1. Literature on the wolf Canis lupus, brown bear Ursus arctos and lynx Lynx lynx is reviewed to determine if sufficient semi-natural habitat exists in the UK for a viable population of any of these species and to assess the potential risks to human safety, livestock and economically valuable wildlife. Public attitudes to the recovery and reintroduction of some other mammals are also briefly reviewed.
2. The large home range sizes and low population densities of large carnivores mean that the Scottish Highlands is the only UK region with the potential to support a viable population. Human population density is also lower in the Highlands and the density of wild ungulate prey higher than in many parts of Europe where large carnivores survive.
3. Attacks on people have been recorded in Europe for healthy bears and for rabid bears and wolves but there are no reports of attacks by lynx. Bears are more carnivorous in the north of their range than in the south and although wild mammals seldom appear to be important prey serious predation of livestock can occur. Livestock predation is also reported for the wolf and the lynx but they appear to prefer wild prey if available. However, mass kills of up to 100 or more sheep are occasionally recorded for wolves.

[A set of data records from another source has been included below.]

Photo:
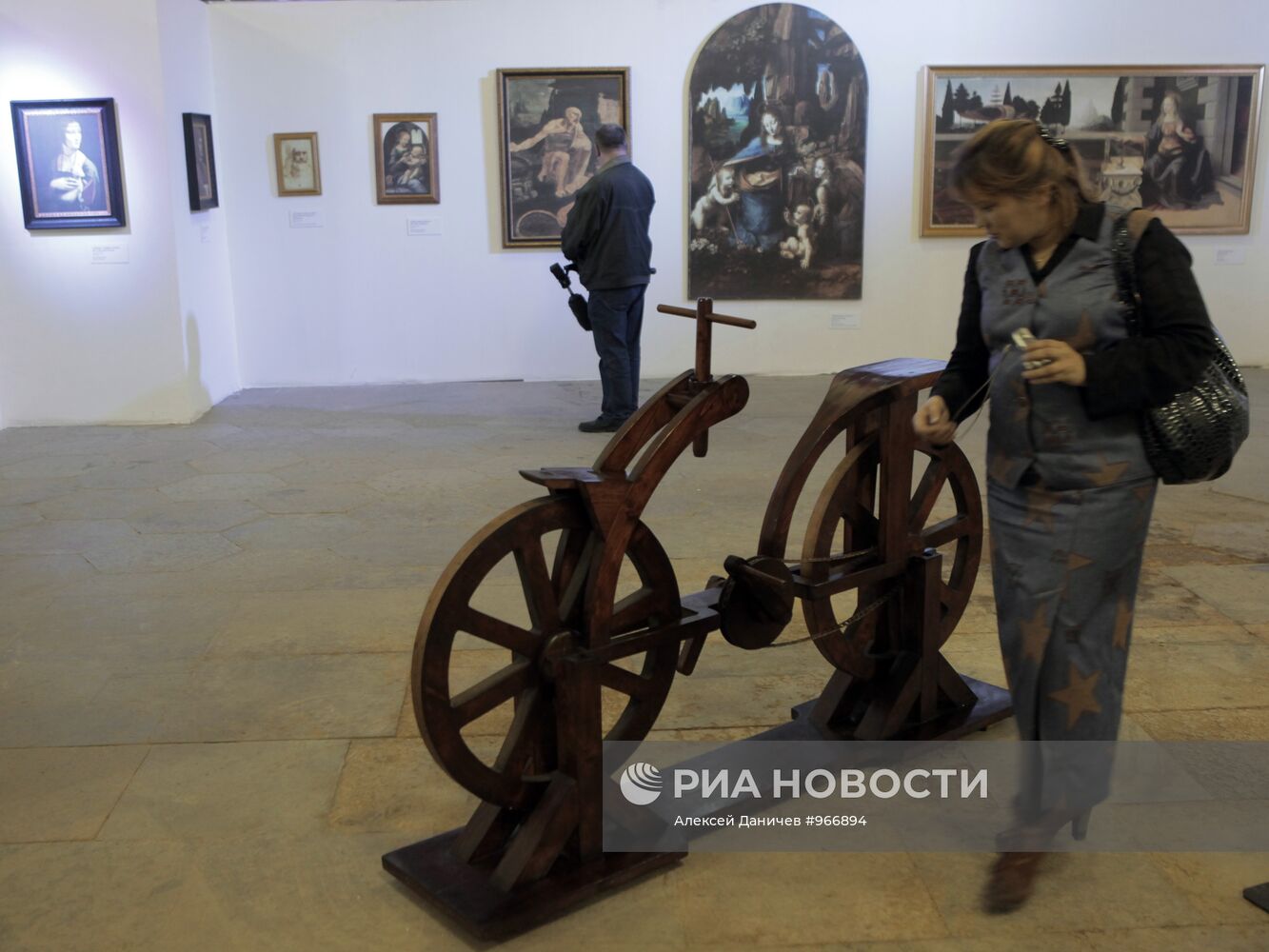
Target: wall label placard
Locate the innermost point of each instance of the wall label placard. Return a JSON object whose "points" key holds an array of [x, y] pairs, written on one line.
{"points": [[305, 220], [113, 253], [423, 225]]}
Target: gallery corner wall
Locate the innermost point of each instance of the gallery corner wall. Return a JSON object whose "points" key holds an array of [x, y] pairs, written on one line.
{"points": [[148, 339], [358, 300], [235, 296]]}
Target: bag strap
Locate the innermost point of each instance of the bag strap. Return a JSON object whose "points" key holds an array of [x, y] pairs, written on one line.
{"points": [[1126, 234]]}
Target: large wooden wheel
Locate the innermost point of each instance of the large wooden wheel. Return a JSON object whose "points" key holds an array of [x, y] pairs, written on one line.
{"points": [[537, 615], [845, 533]]}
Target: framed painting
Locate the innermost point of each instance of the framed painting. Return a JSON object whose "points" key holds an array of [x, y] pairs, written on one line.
{"points": [[405, 159], [547, 120], [69, 163], [199, 162], [777, 159], [1177, 140], [296, 158]]}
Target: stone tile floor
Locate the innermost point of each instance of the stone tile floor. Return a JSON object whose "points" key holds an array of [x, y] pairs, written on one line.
{"points": [[206, 741]]}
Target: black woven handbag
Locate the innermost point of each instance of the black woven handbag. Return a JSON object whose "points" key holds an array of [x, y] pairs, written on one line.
{"points": [[1195, 436]]}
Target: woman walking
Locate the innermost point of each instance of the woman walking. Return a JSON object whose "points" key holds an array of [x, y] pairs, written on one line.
{"points": [[1069, 486]]}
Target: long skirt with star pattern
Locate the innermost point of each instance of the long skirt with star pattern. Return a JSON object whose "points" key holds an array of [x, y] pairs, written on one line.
{"points": [[1065, 567]]}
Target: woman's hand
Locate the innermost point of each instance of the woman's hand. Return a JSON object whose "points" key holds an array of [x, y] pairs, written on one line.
{"points": [[1065, 364], [934, 423]]}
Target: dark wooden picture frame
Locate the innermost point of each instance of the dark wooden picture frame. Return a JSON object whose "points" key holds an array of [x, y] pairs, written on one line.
{"points": [[1192, 160], [545, 152], [406, 167], [69, 178], [199, 162]]}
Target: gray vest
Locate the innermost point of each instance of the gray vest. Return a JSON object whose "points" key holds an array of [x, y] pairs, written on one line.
{"points": [[1044, 426]]}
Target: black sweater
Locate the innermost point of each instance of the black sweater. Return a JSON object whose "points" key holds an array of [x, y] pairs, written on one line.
{"points": [[606, 230], [1136, 372]]}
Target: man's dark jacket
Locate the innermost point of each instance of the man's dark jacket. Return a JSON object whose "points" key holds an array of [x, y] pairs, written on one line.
{"points": [[606, 230]]}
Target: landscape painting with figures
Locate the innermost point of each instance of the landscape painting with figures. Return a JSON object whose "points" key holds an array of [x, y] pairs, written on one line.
{"points": [[1180, 141], [778, 116]]}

4. Attitudes to reintroductions and carnivores generally tend to be favourable amongst the general public, but negative amongst those most likely to be adversely affected. Fears for human safety and significant livestock predation with bears and wolves, respectively, suggest that reintroduction of these species is unlikely to be acceptable in the foreseeable future. Reintroduction of the lynx may be feasible but habitat suitability and potential impact on vulnerable native wildlife need to be assessed. Socio-economic and legal issues also need to be addressed before such a reintroduction is considered.